The Daily Telegraph - Saturday - Travel
6 THE DOG WITH THE SHINY NOSE
Moscow
Ploshchad Revolyutsii metro station in Moscow – the one that serves Red Square and the Kremlin – is one of the most impressive in a city famous for its grandiose underground system. The long central galleries that connect the platforms to the escalators have vaulted roofs, polished black and grey floors and decorative flourishes more reminiscent of a luxury Art-Deco hotel than a city underground station.
In the gallery which serves the Arbatsko-Pokrovskaya Line, the arches that form the main access points are rimmed with red and black marble running between them, and set on the corners of each arch is one of a series of bronze statues. There are 76 in total – in the Social Realist style – and they depict men and women of 1930s Russia, the everyday heroes of the new Soviet Socialist Republic.
There are soldiers and miners, athletes and students, engineers and agricultural labourers – all with that 1,000-yard stare and an air of intent, dynamic energy. They are idealised figures designed to inspire and indoctrinate, characterisations of the New Soviet Man and Woman – selfless, disciplined and totally committed to the socialist cause.

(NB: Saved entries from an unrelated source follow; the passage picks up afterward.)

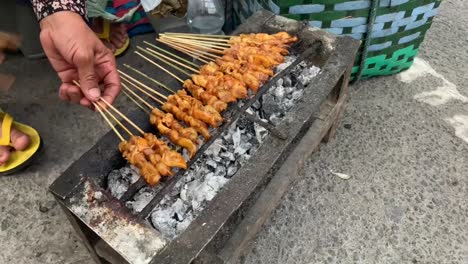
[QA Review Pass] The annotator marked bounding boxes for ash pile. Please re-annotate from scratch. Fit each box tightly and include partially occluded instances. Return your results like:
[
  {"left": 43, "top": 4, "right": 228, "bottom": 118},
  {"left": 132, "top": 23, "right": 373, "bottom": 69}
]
[{"left": 106, "top": 56, "right": 321, "bottom": 239}]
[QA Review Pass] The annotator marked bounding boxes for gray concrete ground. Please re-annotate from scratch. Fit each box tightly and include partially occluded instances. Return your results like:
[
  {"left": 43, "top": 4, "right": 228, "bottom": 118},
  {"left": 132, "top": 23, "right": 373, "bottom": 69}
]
[{"left": 1, "top": 0, "right": 467, "bottom": 263}]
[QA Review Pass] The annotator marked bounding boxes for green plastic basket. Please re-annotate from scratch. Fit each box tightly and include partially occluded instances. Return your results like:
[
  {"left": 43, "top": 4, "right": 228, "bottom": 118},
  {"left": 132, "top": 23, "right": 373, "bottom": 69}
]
[{"left": 230, "top": 0, "right": 442, "bottom": 80}]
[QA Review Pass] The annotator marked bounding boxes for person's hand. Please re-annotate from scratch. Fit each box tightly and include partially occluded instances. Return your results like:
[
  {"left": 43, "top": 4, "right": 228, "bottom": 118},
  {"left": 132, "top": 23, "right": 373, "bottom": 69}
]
[{"left": 39, "top": 11, "right": 120, "bottom": 108}]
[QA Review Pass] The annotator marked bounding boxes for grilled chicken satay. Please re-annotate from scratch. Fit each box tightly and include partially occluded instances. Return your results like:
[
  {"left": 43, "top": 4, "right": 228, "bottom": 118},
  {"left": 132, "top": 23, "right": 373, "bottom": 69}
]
[
  {"left": 195, "top": 72, "right": 248, "bottom": 100},
  {"left": 229, "top": 32, "right": 298, "bottom": 46},
  {"left": 151, "top": 108, "right": 199, "bottom": 143},
  {"left": 191, "top": 74, "right": 237, "bottom": 103},
  {"left": 162, "top": 102, "right": 211, "bottom": 140},
  {"left": 143, "top": 133, "right": 187, "bottom": 169},
  {"left": 119, "top": 140, "right": 162, "bottom": 185},
  {"left": 174, "top": 89, "right": 223, "bottom": 127},
  {"left": 150, "top": 112, "right": 198, "bottom": 157},
  {"left": 183, "top": 80, "right": 227, "bottom": 112}
]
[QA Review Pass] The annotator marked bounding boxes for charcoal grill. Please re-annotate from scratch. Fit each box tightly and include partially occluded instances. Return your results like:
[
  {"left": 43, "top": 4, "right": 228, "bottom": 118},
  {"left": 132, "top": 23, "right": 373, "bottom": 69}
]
[{"left": 49, "top": 10, "right": 360, "bottom": 264}]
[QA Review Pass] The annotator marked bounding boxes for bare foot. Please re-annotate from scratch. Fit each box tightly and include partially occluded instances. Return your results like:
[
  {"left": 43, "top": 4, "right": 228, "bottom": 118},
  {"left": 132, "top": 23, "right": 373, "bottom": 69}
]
[
  {"left": 0, "top": 123, "right": 31, "bottom": 165},
  {"left": 91, "top": 18, "right": 128, "bottom": 54}
]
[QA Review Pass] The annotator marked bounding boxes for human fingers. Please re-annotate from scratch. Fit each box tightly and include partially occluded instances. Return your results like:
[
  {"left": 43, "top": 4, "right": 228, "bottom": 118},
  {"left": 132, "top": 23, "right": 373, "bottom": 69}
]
[
  {"left": 74, "top": 49, "right": 101, "bottom": 101},
  {"left": 67, "top": 85, "right": 84, "bottom": 104},
  {"left": 96, "top": 49, "right": 121, "bottom": 105}
]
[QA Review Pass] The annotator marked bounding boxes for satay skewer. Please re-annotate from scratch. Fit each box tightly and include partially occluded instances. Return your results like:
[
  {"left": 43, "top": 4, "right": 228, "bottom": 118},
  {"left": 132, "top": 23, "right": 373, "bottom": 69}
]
[
  {"left": 158, "top": 38, "right": 220, "bottom": 60},
  {"left": 121, "top": 79, "right": 164, "bottom": 105},
  {"left": 136, "top": 47, "right": 192, "bottom": 77},
  {"left": 160, "top": 36, "right": 231, "bottom": 49},
  {"left": 143, "top": 41, "right": 200, "bottom": 68},
  {"left": 163, "top": 32, "right": 232, "bottom": 38},
  {"left": 123, "top": 64, "right": 175, "bottom": 94},
  {"left": 118, "top": 70, "right": 168, "bottom": 100},
  {"left": 142, "top": 46, "right": 200, "bottom": 73},
  {"left": 160, "top": 35, "right": 229, "bottom": 51},
  {"left": 122, "top": 90, "right": 150, "bottom": 114},
  {"left": 94, "top": 102, "right": 126, "bottom": 142},
  {"left": 99, "top": 97, "right": 145, "bottom": 135},
  {"left": 156, "top": 39, "right": 213, "bottom": 63},
  {"left": 136, "top": 51, "right": 185, "bottom": 83},
  {"left": 161, "top": 33, "right": 231, "bottom": 42}
]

The metro, the station and the art works were all part of Stalin’s programme of industrialisation and propaganda as he consolidated his grip on the USSR in the 1930s. Ironically, he had to turn to Britain for help. While local workers did the tunnelling and construction, and Soviet architects and artists conceived the designs and artworks, the main engineering of the routes and structures was done by consultants from the London Underground (in fact, the influence was two-way – the design of Gants Hill tube station on the Central Line, which opened in 1947, is highly reminiscent of the Moscow Metro).